As I suggested, perform an erosion followed by dilation (an opening operation) on the binary image, then compute central moments and use this information to calculate the centroid. These are the steps:

  1. Get a binary image from the input via Otsu's Thresholding
  2. Compute central moments using cv2.moments
  3. Compute the blob's centroid using the previous information

Let's see the code:

import cv2
import numpy as np

# Set image path
path = "C:/opencvImages/"
fileName = "pn43H.png"

# Read Input image
inputImage = cv2.imread(path+fileName)

# Convert BGR to grayscale:
grayscaleImage = cv2.cvtColor(inputImage, cv2.COLOR_BGR2GRAY)

# Threshold via Otsu + bias adjustment:
threshValue, binaryImage = cv2.threshold(grayscaleImage, 0, 255, cv2.THRESH_BINARY_INV+cv2.THRESH_OTSU)

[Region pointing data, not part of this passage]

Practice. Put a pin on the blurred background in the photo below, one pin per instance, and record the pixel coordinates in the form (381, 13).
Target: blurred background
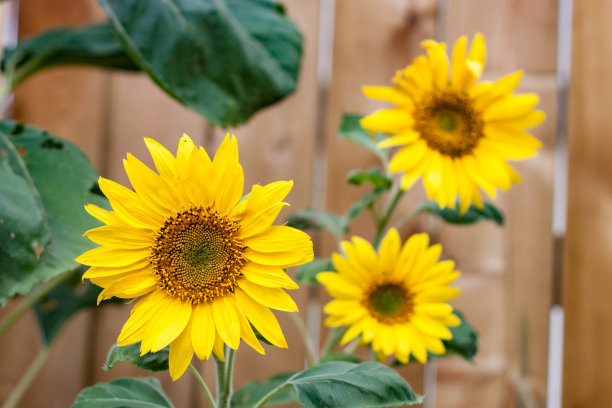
(511, 276)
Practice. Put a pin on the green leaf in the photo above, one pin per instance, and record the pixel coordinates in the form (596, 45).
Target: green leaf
(223, 59)
(24, 231)
(64, 180)
(141, 392)
(465, 339)
(350, 129)
(251, 393)
(311, 219)
(473, 215)
(307, 273)
(151, 361)
(366, 202)
(95, 45)
(351, 358)
(350, 385)
(374, 176)
(55, 309)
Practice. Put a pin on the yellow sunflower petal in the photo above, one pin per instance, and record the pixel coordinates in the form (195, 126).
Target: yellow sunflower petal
(202, 330)
(262, 318)
(276, 298)
(181, 353)
(226, 320)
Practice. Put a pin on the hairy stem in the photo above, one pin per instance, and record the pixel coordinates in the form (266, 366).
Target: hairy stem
(200, 380)
(299, 323)
(26, 379)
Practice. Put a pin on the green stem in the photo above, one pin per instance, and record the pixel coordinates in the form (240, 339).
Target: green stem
(310, 353)
(202, 383)
(384, 220)
(271, 395)
(333, 338)
(224, 378)
(26, 379)
(43, 291)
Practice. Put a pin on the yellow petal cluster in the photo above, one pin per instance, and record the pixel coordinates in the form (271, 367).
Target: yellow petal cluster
(453, 132)
(205, 263)
(395, 299)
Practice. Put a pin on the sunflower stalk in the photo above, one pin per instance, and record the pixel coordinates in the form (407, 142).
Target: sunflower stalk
(200, 380)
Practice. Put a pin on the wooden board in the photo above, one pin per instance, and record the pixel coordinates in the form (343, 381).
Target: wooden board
(588, 260)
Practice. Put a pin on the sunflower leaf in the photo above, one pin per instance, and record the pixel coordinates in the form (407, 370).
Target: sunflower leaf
(343, 384)
(124, 392)
(151, 361)
(95, 45)
(311, 219)
(55, 309)
(489, 212)
(223, 59)
(64, 181)
(251, 393)
(374, 176)
(350, 129)
(307, 273)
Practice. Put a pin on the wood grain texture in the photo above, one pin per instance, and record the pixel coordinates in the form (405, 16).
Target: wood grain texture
(519, 256)
(588, 260)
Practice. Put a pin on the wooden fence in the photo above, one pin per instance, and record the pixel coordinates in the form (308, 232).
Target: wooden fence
(507, 272)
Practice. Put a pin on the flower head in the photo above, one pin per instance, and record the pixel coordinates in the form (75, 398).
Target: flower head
(205, 262)
(394, 299)
(454, 133)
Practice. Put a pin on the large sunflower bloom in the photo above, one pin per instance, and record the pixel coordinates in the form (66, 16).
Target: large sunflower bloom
(205, 264)
(396, 299)
(454, 133)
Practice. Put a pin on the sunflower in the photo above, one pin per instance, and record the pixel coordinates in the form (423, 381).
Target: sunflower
(396, 299)
(455, 133)
(205, 263)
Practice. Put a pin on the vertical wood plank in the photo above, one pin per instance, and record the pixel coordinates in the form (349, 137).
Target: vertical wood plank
(371, 41)
(514, 262)
(588, 260)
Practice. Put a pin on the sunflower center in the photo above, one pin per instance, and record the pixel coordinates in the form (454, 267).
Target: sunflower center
(448, 122)
(197, 255)
(390, 303)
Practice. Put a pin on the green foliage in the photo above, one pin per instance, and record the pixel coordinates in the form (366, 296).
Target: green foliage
(374, 176)
(251, 393)
(55, 309)
(311, 219)
(350, 385)
(351, 358)
(223, 59)
(307, 274)
(151, 361)
(63, 180)
(465, 339)
(350, 129)
(95, 45)
(473, 215)
(138, 392)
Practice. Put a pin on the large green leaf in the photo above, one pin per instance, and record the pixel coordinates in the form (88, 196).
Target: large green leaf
(150, 361)
(64, 180)
(138, 392)
(350, 129)
(473, 215)
(223, 59)
(90, 45)
(248, 395)
(24, 231)
(55, 309)
(350, 385)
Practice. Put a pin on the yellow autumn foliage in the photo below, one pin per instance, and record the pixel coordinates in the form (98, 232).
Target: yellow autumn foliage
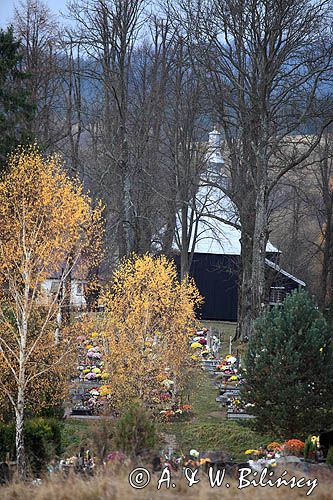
(148, 317)
(46, 226)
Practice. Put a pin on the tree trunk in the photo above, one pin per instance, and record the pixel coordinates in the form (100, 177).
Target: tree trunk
(184, 260)
(244, 325)
(258, 256)
(19, 438)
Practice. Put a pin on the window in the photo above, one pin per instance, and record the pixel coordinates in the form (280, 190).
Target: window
(277, 294)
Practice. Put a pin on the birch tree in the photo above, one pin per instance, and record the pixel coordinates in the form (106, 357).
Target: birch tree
(45, 222)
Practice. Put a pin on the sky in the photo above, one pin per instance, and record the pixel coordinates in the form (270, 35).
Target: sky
(7, 9)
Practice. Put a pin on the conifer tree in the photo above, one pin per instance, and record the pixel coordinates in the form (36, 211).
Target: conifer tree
(289, 369)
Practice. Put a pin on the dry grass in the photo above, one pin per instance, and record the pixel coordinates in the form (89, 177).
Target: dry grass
(109, 486)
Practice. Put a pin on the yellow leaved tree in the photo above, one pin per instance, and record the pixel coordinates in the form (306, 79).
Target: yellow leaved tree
(46, 224)
(149, 316)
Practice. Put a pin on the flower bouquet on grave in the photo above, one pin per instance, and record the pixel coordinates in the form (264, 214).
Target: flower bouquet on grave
(293, 447)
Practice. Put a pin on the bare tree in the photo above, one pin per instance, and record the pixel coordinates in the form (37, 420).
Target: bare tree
(263, 63)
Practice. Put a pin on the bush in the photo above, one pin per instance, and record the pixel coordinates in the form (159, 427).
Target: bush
(289, 365)
(42, 440)
(329, 457)
(135, 431)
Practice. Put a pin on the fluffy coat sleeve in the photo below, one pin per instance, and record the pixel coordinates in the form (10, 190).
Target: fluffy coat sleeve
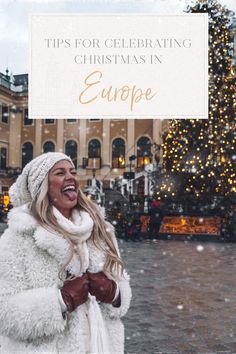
(124, 287)
(26, 313)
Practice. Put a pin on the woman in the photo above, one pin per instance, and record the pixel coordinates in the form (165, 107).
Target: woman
(62, 284)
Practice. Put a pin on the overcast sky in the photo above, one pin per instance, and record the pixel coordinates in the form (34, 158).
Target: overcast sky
(14, 20)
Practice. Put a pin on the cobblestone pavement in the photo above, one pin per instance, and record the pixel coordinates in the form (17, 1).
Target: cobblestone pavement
(184, 297)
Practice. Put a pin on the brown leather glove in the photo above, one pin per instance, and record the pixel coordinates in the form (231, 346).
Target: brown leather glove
(101, 287)
(75, 292)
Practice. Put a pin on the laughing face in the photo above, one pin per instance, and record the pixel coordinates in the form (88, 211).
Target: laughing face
(63, 187)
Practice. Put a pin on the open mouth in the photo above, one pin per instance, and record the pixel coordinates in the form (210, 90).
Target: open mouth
(70, 191)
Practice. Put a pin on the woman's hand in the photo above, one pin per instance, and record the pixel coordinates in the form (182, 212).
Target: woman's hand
(75, 292)
(101, 287)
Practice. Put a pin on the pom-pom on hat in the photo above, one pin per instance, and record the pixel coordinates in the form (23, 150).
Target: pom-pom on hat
(28, 183)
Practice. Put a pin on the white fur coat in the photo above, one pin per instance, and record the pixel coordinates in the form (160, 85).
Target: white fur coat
(31, 319)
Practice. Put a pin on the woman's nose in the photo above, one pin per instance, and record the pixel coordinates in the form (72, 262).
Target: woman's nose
(69, 175)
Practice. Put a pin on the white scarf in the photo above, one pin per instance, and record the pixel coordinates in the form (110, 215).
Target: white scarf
(81, 224)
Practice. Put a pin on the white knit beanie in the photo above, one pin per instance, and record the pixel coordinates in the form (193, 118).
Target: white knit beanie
(27, 185)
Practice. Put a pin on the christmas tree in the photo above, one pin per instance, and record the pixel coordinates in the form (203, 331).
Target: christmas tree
(199, 155)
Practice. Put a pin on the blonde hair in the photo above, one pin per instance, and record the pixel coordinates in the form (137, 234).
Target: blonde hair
(101, 236)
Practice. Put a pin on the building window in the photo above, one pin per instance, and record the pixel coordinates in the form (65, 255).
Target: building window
(49, 146)
(49, 121)
(3, 158)
(118, 153)
(27, 120)
(94, 148)
(5, 113)
(144, 154)
(27, 153)
(71, 150)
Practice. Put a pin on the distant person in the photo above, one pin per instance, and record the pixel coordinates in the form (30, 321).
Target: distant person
(155, 219)
(136, 227)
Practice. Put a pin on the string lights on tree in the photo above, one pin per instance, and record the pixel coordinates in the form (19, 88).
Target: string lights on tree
(202, 152)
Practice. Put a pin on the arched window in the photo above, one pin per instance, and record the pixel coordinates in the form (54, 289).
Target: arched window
(94, 148)
(118, 153)
(27, 153)
(144, 154)
(49, 146)
(71, 150)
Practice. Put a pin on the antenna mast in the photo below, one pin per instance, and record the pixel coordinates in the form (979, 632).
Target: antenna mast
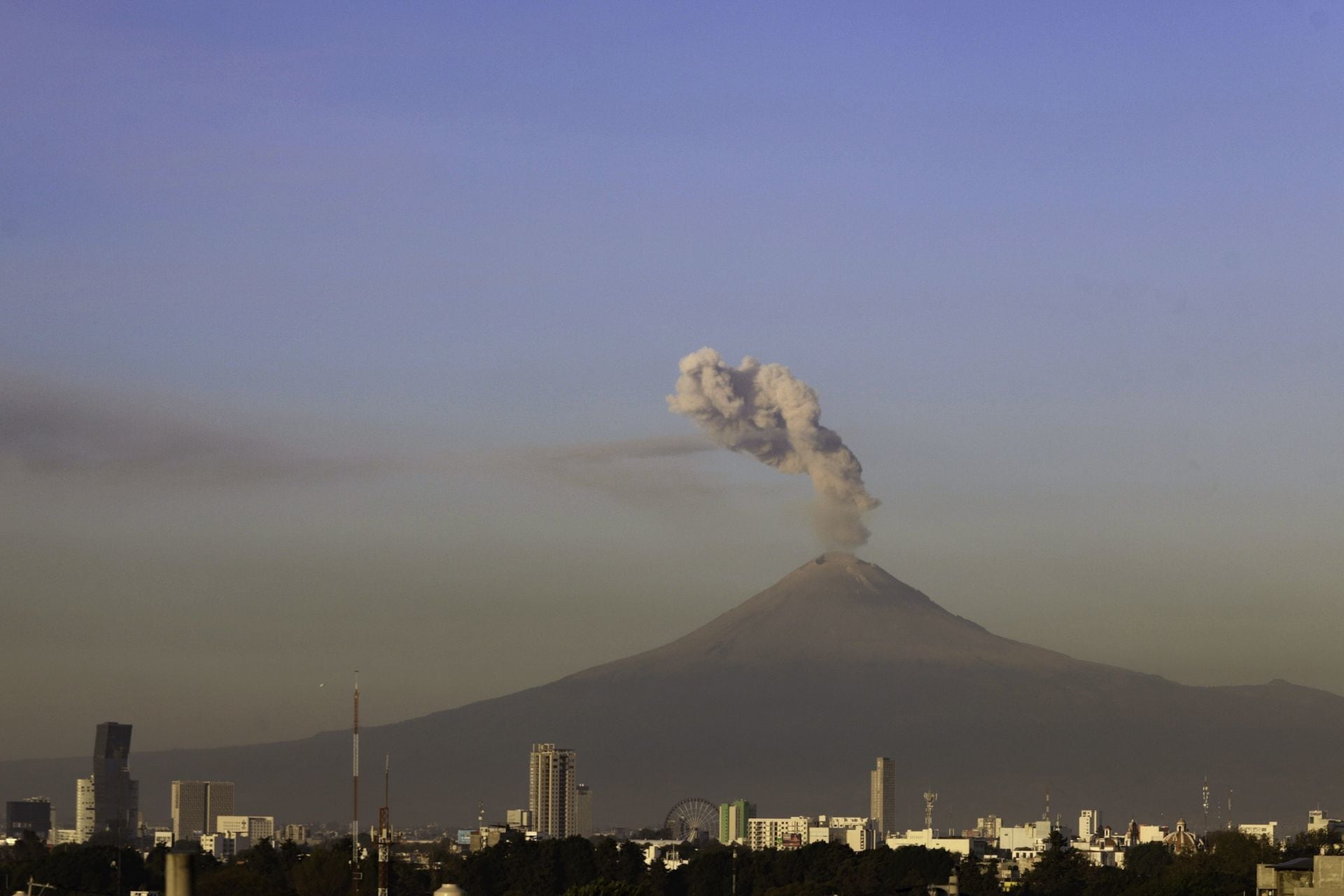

This is the binary image you get. Notice the small noise:

The opening operation will get rid of the smalls blobs. A rectangular structuring element will suffice, let's use 3 iterations:

# Apply an erosion + dilation to get rid of small noise:

# Set kernel (structuring element) size:
kernelSize = 3

# Set operation iterations:
opIterations = 3

# Get the structuring element:
maxKernel = cv2.getStructuringElement(cv2.MORPH_RECT, (kernelSize, kernelSize))

# Perform closing:
openingImage = cv2.morphologyEx(binaryImage, cv2.MORPH_OPEN, maxKernel, None, None, opIterations, cv2.BORDER_REFLECT101)

This is the filtered image:

Now, compute the central moments and then the blob's centroid:

# Calculate the moments
imageMoments = cv2.moments(openingImage)

# Compute centroid
cx = int(imageMoments['m10']/imageMoments['m00'])
cy = int(imageMoments['m01']/imageMoments['m00'])

# Print the point:
print("Cx: "+str(cx))
print("Cy: "+str(cy))

Additionally, let's draw this point onto the binary image to check out the results:

# Draw centroid onto BGR image:
bgrImage = cv2.cvtColor(binaryImage, cv2.COLOR_GRAY2BGR)
bgrImage = cv2.line(bgrImage, (cx,cy), (cx,cy), (0,255,0), 10)

This is the result:

Upvotes: 4

JVod
JVod

Reputation: 151

You may want to try ConnectedComponentsWithStats function. This returns centroids, areas and bounding box parameters. Also blur and morphology(dilate/erode) helps a lot with noice, as noted above. If you're generous enough with erode, you`re gonna get almost no stray pixels after processing.